A lot of businesses use Excel spreadsheets as a way to handle their staff leave. On the surface, this makes sense. Excel sheets are a natural and well-understood way to organise information, and they’re a step up from using scraps of paper, a wall calendar, and post-it notes for all your leave management tasks.

The good news is that it’s pretty easy to find free downloadable staff leave planners for Excel. These free templates give you a foundation so you don’t have to build a spreadsheet from scratch — which is time-consuming and involves far too much formula writing for my taste.

But I wanted to see exactly how convenient these templates are.

So, for this review, I’ve downloaded 2 of the most popular Excel staff leave planners: Microsoft Office’s Employee Absence Schedule and TrumpExcel.

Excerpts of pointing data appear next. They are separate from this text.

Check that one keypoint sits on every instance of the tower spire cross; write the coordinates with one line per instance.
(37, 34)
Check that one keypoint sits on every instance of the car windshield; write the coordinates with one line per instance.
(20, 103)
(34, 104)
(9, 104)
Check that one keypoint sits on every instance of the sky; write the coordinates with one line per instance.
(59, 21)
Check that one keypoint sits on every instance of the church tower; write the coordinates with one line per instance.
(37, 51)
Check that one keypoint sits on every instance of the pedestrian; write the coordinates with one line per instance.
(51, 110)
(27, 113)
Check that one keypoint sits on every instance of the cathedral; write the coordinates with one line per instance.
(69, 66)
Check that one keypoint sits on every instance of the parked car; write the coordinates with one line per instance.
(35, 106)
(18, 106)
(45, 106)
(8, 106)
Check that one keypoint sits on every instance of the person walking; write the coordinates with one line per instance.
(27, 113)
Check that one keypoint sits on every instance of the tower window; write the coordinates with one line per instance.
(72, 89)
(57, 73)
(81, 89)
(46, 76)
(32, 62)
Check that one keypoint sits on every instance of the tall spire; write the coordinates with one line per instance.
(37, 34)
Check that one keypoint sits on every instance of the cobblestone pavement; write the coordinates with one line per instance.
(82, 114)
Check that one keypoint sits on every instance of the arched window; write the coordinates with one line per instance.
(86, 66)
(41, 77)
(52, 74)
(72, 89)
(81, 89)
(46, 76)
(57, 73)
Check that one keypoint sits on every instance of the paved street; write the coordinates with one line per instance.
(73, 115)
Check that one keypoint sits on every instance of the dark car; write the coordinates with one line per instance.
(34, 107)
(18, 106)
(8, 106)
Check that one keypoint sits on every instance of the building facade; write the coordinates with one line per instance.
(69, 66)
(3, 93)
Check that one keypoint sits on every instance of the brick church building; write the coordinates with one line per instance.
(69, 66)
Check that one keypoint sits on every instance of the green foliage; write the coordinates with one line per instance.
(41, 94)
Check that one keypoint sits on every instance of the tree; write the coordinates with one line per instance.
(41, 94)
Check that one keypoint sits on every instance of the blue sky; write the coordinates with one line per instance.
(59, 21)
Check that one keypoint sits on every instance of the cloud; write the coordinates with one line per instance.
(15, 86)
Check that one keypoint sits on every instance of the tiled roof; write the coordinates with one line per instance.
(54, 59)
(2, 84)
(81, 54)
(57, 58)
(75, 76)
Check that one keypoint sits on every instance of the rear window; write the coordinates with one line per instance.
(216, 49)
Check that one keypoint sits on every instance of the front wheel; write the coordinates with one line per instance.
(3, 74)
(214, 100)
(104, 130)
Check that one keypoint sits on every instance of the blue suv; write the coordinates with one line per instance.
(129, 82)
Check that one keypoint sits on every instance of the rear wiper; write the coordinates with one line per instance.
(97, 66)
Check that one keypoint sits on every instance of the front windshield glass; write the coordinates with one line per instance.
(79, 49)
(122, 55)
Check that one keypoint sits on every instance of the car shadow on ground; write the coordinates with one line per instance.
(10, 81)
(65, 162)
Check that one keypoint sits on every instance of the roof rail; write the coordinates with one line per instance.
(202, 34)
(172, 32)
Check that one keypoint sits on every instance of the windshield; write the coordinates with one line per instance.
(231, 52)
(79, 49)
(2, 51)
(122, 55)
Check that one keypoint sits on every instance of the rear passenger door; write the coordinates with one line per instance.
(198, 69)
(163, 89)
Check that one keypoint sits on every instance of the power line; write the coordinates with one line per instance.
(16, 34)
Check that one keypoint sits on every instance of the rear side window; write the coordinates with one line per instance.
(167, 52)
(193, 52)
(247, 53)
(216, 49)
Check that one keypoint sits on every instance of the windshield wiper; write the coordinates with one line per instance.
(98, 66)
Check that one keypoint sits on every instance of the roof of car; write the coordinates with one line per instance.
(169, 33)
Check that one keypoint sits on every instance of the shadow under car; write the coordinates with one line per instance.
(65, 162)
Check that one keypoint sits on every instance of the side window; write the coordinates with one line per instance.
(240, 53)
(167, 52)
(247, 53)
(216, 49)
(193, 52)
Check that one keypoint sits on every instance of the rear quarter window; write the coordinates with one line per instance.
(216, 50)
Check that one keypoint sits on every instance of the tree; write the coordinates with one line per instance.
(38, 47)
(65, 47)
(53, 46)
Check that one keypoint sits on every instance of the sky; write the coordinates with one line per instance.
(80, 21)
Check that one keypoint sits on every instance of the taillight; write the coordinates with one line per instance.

At the end of the review, I also talk about Timetastic — which is an alternative to messing around with spreadsheets — where your staff leave is handled automatically by software.

Below, I review two popular staff leave planners for Excel.

If you’re in a hurry, here’s a quick breakdown:

  1. Microsoft Office’s Employee Absence Schedule: This one is bare-bones. It’s very clean to look at, but that’s about all it’s got going for it. It’s not much of a step up from using pencil and paper, because you still need to manually separate your staff’s holidays from the other leave types, like sick leave and maternity leave. For my taste, it’s also awkward to use.

  2. TrumpExcel: TrumpExcel is user-friendly and more advanced than Microsoft Office’s templates. It breaks down different leave types, so you know how much time someone has taken for sick leave, holiday leave, etc. But it’s still limited. For example, it can only pull in U.S. public holidays, and there isn’t a way to include leave balances or handle time off requests. But between the two, TrumpExcel is the winner.

Let’s take a deeper dive into each of these templates.

1. Microsoft Office’s Employee Absence Schedule

Microsoft Office's Excel “Employee Absence Schedule” template is a fairly standard-looking spreadsheet. It’s pretty much exactly what you’d expect.

Microsoft Excel's Employee Absence Schedule template

You get one tab for each month, your days of the month across the top, and employee names on the left-hand side.

There’s no written guidance on how to use this spreadsheet, so you’re going to have to mess around with it a bit to see how it works. But that’s exactly what I did for you, so you can keep reading to learn how to set it up and start recording leave, if this is the path you choose.

The initial setup

Microsoft Excel's Employee Absence Schedule Template

First, I tried putting in the employee names, and that’s when I ran into a problem.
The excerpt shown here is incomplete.